第64話 騒動のあと #2
そして日没と同時に、確認を終える。
兵士長は、僕に言ってきた。
「勇者どの、ありがとうございました。急なことでしたが、なんとか、犠牲を出さずに済みました」
「いえ。僕よりも、魔王さんや、お姉さんに言ってください。僕は矢を一本撃っただけですから」
「うむ。兵士長よ。謝礼は旨い店のひとつでも紹介してくれればよいぞ」
僕の頭の上から、魔王はそんなことを言う。
それに、兵士長ははっはと笑った。
「お安いご用です。大通りに、旨い焼き鳥屋があります。いかがでしょうか」
「ほう、ほう……。焼き鳥か……。酒もあるな?」
「ええ。各地の銘酒を取り寄せていて、よりどりみどりです。代金は私につけておくよう、店主に言っておいてください。どうぞ、お好きに堪能してくだされば」
「ふむ、気に入った。兵士長、褒めて遣わす」
声にはもう、隠しきれない興奮が混じっている。
僕は嘆息しつつ、兵士長に言った。
「兵士長さん、教会の神聖宝玉が壊されてしまいました。西の都に連絡をして、取り寄せないと。破邪結界を張ることができません」
「そのようですな……。すぐに早馬で使いを送りましょう。勇者どのは、早速、明日にはその、北の山の遺跡へ向かわれるのですな?」
「はい。そのつもりです」
「どうか、お気をつけて。なにか入り用なら、なんなりとお申し付けください」
「あ。じゃあ、新しい弓矢を、用意しておいてもらえますか。今回は剣より、こっちを使うこともありそうなので」
「かしこまりました。他にご用はありますかな」
少し考えて、僕は思い出した。
「……そうだ。あの。首長さんに伺ったんですが。
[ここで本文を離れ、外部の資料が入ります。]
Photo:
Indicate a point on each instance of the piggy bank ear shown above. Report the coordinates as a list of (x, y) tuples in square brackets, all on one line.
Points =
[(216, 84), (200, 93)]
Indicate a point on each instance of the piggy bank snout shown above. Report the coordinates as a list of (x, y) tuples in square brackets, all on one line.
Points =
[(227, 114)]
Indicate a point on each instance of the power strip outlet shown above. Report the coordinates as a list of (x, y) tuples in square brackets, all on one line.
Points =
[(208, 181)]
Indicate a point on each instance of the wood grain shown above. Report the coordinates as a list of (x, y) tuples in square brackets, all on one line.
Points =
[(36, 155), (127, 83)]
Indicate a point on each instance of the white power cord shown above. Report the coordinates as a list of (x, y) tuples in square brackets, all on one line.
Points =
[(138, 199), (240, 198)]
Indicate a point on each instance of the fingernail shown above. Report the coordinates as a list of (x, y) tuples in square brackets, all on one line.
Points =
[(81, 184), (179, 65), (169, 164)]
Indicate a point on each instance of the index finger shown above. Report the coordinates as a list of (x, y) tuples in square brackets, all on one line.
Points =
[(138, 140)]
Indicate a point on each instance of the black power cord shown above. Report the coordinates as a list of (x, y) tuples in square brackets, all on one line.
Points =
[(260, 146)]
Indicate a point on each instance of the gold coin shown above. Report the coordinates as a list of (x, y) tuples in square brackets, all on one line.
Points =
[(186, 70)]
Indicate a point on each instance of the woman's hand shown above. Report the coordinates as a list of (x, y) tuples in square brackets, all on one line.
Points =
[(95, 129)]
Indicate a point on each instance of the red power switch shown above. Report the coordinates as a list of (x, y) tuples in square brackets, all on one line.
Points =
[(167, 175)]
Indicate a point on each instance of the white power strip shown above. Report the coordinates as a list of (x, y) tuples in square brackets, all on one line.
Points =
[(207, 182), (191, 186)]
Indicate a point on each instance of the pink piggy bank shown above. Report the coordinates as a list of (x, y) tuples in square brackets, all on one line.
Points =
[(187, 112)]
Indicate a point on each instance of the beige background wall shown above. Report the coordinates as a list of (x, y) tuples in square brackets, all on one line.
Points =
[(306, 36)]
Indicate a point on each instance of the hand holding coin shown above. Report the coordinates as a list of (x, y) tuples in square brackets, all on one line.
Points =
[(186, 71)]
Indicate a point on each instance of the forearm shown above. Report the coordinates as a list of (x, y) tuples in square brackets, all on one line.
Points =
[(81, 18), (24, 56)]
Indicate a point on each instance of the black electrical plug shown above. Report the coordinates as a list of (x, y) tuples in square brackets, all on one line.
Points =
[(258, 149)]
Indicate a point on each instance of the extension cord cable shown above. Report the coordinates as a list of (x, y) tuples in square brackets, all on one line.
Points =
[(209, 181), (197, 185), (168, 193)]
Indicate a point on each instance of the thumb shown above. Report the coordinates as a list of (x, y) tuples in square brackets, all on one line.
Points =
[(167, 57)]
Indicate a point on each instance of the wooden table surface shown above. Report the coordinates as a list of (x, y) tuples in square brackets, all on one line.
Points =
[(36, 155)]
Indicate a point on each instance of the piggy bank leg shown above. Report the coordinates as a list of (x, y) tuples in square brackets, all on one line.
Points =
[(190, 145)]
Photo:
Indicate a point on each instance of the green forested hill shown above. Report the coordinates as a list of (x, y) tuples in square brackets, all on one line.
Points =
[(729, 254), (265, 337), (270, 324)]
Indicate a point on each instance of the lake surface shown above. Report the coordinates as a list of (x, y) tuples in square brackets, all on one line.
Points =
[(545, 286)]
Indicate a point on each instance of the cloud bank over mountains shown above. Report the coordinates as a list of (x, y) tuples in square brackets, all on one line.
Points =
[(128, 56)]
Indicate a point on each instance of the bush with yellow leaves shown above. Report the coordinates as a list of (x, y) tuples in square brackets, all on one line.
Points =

何週間か前に、潮騒の孤島付近で行方不明になって、見つかったけれど口が利けなくなったという、漁師さんがいらっしゃるそうなんです。その人を見つけて、お話を聞けないかな、と」
「その話は、私も聞いています。この都のさらに東、漁村の漁師ですよ。分かりました、私どもで、そっちは調べてみましょう。これもまた、なにかに関係があるのですな?」
「ええ。白い龍が、潮騒に眠る守り神、というなら……関係があるんじゃないかって気がするんです。なんか……複雑そうな事情とかがありそうな予感がします」
「余計なことを言うなというのに……」
僕が曖昧に言うのを聞いて、魔王がうんざりとしていた。
その漁師さんのことは、今、たまたま思い出しただけだ。余計と言われても困る。
巨龍の事件に無関係だとは思えないのも、事実だし。
今はまだ、いろんなことがバラバラのまま、分からないことだらけである。
ただ、明日、山に行けば、ある程度のことは明らかになりそうな気もする。巨龍を無事呼び出せて、話を聞くことができれば。
それに賭けるしかない。
と、横から、兵士長の娘が声をあげた。
「お父さん。あの……私、勇者と一緒に山に行きたい」
その提案に、僕は少々驚いた。
兵士長も、驚いたようだった。しばらく、僕と娘とを、見比べている。
それから、うんと頷いた。
「うむ……。いいだろう。近くで、勇者どのの働きを勉強してきなさい。よろしいでしょうか、勇者どの。不肖の娘ではありますが、ご迷惑でなければ」
「ええ。大丈夫です。君は、大丈夫? またあの龍が出てくるかもしれないし、真っ正面から戦いになることもあるかもしれない」
「……それは、お兄ちゃんだって一緒でしょ。弱体化してるってのに、お兄ちゃんは、この都のみんなのために、行くんでしょ?」
それに、僕は頷いた。
「うん。もちろん」
「……じゃあ、私も行く。私だって、少しは強くなったんだから。足手まといには、絶対にならないから」
ちょっと、思い詰めたような言葉に不安になるが。
だからこそ、一緒に行動したほうがいいような気がした。僕は頷いた。
兵士長は困ったように笑うと、僕に言った。
「では、勇者どの。よろしくお願いいたします。我々は西の都への早馬の手配と、瓦礫の片付けがありますので、どうか、お先にごゆっくりお休みください」
「はい。お疲れさまです。兵士長さんも、ご自愛ください」
挨拶を交わして、そして頭の上の魔王に急かされて――
僕たち四人は、兵士長行きつけの焼き鳥屋へと飛び込んだ。